Es ist eines dieser Angebote, die man nicht ablehnen kann. Paris 1964: Der bereits weltberühmte Schweizer Künstler Alberto Giacometti (Geoffrey Rush) fragt seinen jüngeren Freund James Lord (Armie Hammer), ob er ihn nicht kurz auf der Leinwand porträtieren könne. Lord möchte zurück nach New York, aber die Chance, in Giacomettis Œuvre einzugehen, will er nicht verstreichen lassen.

Auf diese drei Wochen hat sich Regisseur Stanley Tucci in diesem Biopic fokussiert und folgt dabei der erprobten Strategie des Genres, das Leben eines berühmten Menschen in einer kurzen, aber charakteristischen Zeitspanne zu verdichten. Wir erfahren also nichts über Giacomettis Kindheit, seine kubistisch-surrealistischen Anfänge, seine Ver­netzung im intellektuellen Milieu von Balthus über Picasso bis hin zu Beckett und Sartre. Der Schauspieler Tucci interessiert sich in einem seiner raren Regiefilme für ein Thema, das auch Giacometti stets umtrieb: die künstlerische Existenz.

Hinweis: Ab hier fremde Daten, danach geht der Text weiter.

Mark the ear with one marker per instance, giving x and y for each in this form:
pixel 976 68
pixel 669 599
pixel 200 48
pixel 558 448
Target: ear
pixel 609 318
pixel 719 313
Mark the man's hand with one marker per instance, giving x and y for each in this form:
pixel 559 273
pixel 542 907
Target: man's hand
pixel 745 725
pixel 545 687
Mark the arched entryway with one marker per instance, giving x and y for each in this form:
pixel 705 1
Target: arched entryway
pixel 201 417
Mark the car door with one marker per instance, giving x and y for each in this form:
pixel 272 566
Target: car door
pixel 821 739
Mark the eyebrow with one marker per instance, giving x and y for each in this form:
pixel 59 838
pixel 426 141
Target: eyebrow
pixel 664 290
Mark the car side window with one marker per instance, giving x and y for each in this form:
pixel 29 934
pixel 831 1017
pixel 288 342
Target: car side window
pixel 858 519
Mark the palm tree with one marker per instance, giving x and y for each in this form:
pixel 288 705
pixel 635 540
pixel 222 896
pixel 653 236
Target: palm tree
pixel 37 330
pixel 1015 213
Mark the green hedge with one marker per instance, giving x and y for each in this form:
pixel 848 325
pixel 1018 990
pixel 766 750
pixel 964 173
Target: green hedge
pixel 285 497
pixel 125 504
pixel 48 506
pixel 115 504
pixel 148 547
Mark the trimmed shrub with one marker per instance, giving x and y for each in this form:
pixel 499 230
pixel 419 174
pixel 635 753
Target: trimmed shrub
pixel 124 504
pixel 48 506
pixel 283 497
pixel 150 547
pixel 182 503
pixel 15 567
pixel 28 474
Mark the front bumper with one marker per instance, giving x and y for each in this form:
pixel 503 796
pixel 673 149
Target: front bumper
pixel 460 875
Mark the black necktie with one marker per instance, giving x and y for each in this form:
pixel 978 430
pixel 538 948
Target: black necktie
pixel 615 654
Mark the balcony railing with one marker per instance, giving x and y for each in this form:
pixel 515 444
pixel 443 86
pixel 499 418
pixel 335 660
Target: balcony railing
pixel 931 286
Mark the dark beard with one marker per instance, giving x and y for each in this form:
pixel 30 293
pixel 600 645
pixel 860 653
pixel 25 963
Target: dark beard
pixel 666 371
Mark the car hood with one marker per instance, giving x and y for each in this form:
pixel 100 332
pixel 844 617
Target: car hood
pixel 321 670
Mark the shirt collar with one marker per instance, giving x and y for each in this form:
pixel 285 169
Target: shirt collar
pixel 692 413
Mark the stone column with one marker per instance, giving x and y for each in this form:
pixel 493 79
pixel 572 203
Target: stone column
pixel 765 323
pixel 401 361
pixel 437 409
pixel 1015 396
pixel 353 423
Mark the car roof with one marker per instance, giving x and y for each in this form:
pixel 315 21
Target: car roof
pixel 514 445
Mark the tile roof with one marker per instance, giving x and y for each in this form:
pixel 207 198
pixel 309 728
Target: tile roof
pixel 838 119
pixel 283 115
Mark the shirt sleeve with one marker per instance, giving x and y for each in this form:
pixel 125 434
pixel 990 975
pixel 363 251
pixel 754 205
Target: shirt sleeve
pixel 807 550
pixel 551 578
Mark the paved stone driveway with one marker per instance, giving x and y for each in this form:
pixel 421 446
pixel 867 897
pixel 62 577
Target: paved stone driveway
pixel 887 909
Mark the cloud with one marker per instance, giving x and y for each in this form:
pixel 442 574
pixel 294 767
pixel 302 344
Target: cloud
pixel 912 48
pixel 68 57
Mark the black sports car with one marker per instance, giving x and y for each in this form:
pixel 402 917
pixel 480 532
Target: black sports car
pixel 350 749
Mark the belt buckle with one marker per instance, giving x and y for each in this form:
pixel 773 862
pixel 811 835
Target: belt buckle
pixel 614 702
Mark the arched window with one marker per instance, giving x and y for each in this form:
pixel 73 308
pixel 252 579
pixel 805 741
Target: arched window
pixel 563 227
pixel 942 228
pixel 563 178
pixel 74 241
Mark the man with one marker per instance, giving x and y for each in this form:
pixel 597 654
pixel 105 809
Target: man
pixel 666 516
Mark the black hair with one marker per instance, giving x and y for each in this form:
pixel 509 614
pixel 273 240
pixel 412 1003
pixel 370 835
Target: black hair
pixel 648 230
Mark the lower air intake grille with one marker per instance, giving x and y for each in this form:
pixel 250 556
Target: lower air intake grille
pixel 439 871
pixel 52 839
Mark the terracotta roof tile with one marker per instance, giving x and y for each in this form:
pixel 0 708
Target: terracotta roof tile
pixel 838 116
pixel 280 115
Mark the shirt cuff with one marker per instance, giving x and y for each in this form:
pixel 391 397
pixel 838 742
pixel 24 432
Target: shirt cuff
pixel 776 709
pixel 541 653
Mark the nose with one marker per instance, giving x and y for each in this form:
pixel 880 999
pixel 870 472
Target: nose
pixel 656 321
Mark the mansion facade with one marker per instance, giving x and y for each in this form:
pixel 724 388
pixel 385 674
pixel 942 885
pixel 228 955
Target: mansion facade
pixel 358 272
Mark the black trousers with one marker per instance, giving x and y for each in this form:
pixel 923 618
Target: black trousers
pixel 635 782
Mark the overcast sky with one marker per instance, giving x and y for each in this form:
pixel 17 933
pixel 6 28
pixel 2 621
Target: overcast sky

Und die spielt Geoffrey Rush mit Knorrigkeit aus. Sein Giacometti ist unleidlich und launenhaft, er bellt vor sich hin. Beschimpft seine Frau Annette (Sylvie Testud), die er mit der Prostituierten Caroline (Clémence Poésy) demütigt, oder schnauzt seinen Bruder Diego (Tony Shalhoub) an, wenn er sich nicht gerade rauchend im Bistro volllaufen lässt. Vor allem ist es die Leinwand, die seinem Willen nicht gehorchen will und auf die er besonders einteufelt. Und das hat – erstaunlich – doch einen Unterhaltungswert.

Tucci interessiert sich für die Oberflächen, ohne oberflächlich zu werden. Genauso häufig, wie wir das so eindrucksvoll vom Leben gegerbte Gesicht Rushs vorgeführt bekommen, sehen wir den Pinsel über die Leinwand fahren, sehen wir die ständigen Korrekturen und Übermalungen. Giacometti so zur Hauptfigur eines Kammerspiels zu machen ist eine riskante Entscheidung, im Fall von „The Final Portrait“ aber aufgegangen.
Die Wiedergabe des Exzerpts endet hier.